What to write in your tennis notes after a match
Start with the mindset, because it changes what you write down. Winning and losing matter less than they feel like they do in the ten minutes after a match. What actually compounds over a season is consistency, passion, and slow improvement. You show up, you work on the serve, the backhand, the drop shot, the slice, bending the knees, keeping your eyes on the ball, and none of it is wasted even on a bad day: it is a full-body workout, a mental workout, and a couple of hours of something you love. Good tennis notescapture that, not just the scoreline.
The best time to write them is the worst time to want to: right after the match, hot, tired, buzzing or fuming. But that is when the details are sharpest. Ten minutes later, driving home, half of it is gone. Here is a short template for tennis match notesthat takes under a minute and is still useful a season from now.

1. The result and score
Match or practice, singles or doubles, set by set, tiebreaks included. Obvious, but it is the spine everything else hangs on. Logged consistently, scores are also what let an app compute your win rate and trend later.
2. The conditions
Surface, venue, indoor or outdoor, wind, heat, time of day. Conditions explain an astonishing share of results. The loss that felt like a collapse was maybe just your first match on clay this year. Context now saves you a wrong lesson later.
3. Your mood, before, during, and after
This is the part memory loses first, and the part worth keeping most. Were you nervous on the first serve? Did one bad call tilt you for three games?

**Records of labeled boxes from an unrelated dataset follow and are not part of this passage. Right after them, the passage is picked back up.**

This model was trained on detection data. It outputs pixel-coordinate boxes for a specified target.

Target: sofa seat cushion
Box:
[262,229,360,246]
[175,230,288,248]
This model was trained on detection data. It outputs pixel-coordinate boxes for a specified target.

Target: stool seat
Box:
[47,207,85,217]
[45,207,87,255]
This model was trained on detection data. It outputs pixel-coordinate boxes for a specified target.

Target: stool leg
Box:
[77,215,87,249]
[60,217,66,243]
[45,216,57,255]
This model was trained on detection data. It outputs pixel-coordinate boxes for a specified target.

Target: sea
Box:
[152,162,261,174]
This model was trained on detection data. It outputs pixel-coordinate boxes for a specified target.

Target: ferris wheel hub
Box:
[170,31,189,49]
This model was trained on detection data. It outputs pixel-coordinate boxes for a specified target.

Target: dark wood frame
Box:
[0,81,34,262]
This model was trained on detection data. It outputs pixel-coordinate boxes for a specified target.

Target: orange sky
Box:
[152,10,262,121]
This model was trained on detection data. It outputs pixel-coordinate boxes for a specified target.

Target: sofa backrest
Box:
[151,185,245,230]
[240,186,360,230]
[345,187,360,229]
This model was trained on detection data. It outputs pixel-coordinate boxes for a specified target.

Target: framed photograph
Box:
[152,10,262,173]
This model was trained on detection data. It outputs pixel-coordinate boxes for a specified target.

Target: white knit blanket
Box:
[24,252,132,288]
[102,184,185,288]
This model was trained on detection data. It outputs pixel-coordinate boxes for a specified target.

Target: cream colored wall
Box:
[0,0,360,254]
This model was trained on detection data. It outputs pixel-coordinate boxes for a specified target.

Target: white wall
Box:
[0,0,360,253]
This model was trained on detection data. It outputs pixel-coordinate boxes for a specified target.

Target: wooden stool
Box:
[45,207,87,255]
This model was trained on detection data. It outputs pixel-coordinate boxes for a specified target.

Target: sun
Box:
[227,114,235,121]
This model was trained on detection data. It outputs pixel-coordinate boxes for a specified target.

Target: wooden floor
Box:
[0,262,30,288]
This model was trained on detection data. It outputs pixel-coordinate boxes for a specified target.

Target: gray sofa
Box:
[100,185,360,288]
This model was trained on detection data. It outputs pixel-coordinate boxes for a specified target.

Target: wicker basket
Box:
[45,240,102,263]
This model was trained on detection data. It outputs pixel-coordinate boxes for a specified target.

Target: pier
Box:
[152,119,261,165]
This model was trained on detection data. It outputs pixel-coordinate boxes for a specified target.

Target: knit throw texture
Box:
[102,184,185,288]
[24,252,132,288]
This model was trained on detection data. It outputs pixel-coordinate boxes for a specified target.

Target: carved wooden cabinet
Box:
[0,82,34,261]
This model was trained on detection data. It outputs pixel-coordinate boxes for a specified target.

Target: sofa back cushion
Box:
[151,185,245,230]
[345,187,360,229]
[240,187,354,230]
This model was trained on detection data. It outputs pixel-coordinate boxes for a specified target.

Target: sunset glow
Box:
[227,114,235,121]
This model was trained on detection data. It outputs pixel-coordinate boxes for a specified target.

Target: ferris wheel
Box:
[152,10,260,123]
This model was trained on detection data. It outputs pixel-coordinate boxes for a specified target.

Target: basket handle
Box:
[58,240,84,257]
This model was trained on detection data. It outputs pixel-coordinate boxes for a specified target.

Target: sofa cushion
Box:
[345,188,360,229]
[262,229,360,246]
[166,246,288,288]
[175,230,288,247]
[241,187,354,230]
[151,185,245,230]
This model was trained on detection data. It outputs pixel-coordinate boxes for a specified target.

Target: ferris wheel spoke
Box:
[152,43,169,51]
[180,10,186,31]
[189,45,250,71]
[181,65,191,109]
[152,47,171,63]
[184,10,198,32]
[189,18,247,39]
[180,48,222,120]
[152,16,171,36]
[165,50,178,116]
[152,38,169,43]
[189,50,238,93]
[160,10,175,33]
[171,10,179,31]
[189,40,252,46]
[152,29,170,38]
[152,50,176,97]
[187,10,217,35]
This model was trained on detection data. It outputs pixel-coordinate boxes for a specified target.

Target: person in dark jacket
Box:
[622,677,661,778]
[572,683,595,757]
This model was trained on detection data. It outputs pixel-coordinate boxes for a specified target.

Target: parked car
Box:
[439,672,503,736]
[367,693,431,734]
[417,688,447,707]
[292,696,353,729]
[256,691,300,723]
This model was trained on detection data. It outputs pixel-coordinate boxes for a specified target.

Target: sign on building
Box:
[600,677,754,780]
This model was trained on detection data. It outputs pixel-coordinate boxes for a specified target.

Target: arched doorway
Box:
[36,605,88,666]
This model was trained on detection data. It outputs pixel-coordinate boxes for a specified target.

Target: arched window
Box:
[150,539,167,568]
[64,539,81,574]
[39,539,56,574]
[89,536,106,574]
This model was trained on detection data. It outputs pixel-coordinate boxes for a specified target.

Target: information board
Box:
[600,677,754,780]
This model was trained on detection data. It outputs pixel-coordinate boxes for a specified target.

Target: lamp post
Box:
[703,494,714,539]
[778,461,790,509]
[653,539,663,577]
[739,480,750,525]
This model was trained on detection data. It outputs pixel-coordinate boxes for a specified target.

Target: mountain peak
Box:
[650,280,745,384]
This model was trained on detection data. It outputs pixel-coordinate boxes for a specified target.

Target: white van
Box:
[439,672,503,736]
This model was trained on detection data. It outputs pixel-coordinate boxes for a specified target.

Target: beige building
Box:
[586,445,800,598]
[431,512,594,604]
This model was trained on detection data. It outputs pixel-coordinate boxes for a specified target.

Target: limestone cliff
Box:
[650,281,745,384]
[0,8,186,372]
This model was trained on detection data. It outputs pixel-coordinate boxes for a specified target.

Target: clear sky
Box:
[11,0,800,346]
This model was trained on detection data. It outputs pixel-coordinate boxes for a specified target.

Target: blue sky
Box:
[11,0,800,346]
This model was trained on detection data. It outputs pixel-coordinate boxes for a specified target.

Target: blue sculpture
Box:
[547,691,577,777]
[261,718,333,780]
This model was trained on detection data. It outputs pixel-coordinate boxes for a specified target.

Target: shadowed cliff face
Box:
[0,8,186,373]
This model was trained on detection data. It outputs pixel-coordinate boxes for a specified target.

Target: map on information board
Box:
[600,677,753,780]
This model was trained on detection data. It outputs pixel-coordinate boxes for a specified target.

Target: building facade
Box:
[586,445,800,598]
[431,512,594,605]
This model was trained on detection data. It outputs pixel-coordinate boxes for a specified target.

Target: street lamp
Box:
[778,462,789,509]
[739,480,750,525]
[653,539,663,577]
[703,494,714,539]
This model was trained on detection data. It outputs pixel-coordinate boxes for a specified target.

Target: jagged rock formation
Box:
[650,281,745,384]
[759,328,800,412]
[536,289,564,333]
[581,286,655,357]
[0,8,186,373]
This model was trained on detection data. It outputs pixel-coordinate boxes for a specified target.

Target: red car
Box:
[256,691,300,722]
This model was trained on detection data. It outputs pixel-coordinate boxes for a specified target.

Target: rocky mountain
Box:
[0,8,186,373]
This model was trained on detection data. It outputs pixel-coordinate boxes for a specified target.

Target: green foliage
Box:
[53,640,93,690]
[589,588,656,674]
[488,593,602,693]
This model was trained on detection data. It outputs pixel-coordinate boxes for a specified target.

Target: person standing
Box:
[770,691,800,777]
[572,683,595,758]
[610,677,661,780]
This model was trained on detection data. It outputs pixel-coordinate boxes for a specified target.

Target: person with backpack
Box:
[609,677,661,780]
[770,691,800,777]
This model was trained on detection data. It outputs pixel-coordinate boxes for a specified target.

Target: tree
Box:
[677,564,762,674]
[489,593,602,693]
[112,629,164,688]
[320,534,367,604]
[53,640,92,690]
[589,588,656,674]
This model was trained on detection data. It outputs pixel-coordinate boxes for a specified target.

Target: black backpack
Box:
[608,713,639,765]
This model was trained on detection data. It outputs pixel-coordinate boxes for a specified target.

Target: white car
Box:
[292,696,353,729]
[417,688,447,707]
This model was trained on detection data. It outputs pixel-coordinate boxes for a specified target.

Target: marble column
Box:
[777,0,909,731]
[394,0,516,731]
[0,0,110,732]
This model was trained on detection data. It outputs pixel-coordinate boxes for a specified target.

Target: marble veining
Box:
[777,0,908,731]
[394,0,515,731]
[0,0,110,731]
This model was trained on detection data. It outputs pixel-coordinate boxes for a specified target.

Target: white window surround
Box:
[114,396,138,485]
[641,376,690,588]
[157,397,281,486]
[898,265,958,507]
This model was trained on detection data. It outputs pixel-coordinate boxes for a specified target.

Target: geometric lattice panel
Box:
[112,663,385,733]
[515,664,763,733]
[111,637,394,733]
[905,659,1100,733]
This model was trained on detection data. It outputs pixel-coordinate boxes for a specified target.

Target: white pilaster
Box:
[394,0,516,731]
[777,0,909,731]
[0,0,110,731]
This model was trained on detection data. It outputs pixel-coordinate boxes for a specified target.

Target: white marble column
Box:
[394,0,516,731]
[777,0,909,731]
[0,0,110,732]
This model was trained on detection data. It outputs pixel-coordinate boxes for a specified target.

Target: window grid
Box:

Did you settle down after a rough start, or spiral? Tennis is a deeply mental game, and your notes are where those patterns become visible.
Frustration after a loss is loud but short. The urge to fix things rarely lasts the week. Writing the feeling down while it stings means the lesson is still there next time, and, just as much, it becomes a record of who you were that season, not only how you played.
4. Your opponent
A couple of lines on how they play (big forehand, weak second serve, hates pace, loves to rally) and a rough game plan for next time. If you play a rotating cast of partners at a club, this is gold. See how to remember opponents for a fuller system.
5. One thing that worked (or didn't)
Not ten things. One. The single takeaway you want to carry into the next session: “serve-and-volley on the deuce side kept winning,” or “stop going for the line down break point.” One clear note you will actually reread beats a paragraph you will not.
6. A photo
The court, the scoreboard, the people you played with. It costs one tap and it anchors the memory better than any stat line. Months later the photo is often what makes you open the entry at all.

Make it a habit, not a chore
The trick is speed. If logging takes five minutes you will stop within a fortnight; if it takes under a minute it sticks. That is why we built tete as a tennis journal with structured fields for all six of these, plus a free-form entry and photos. Tap through it before you have packed your racket, and it quietly compounds into stats, streaks, and a season you can look back on.
Keep at it and the win-loss column stops being the point. You start to see the consistency: weeks played, things practiced, a serve that is steadier than it was in March. That is the real scoreboard, and it is the one worth keeping.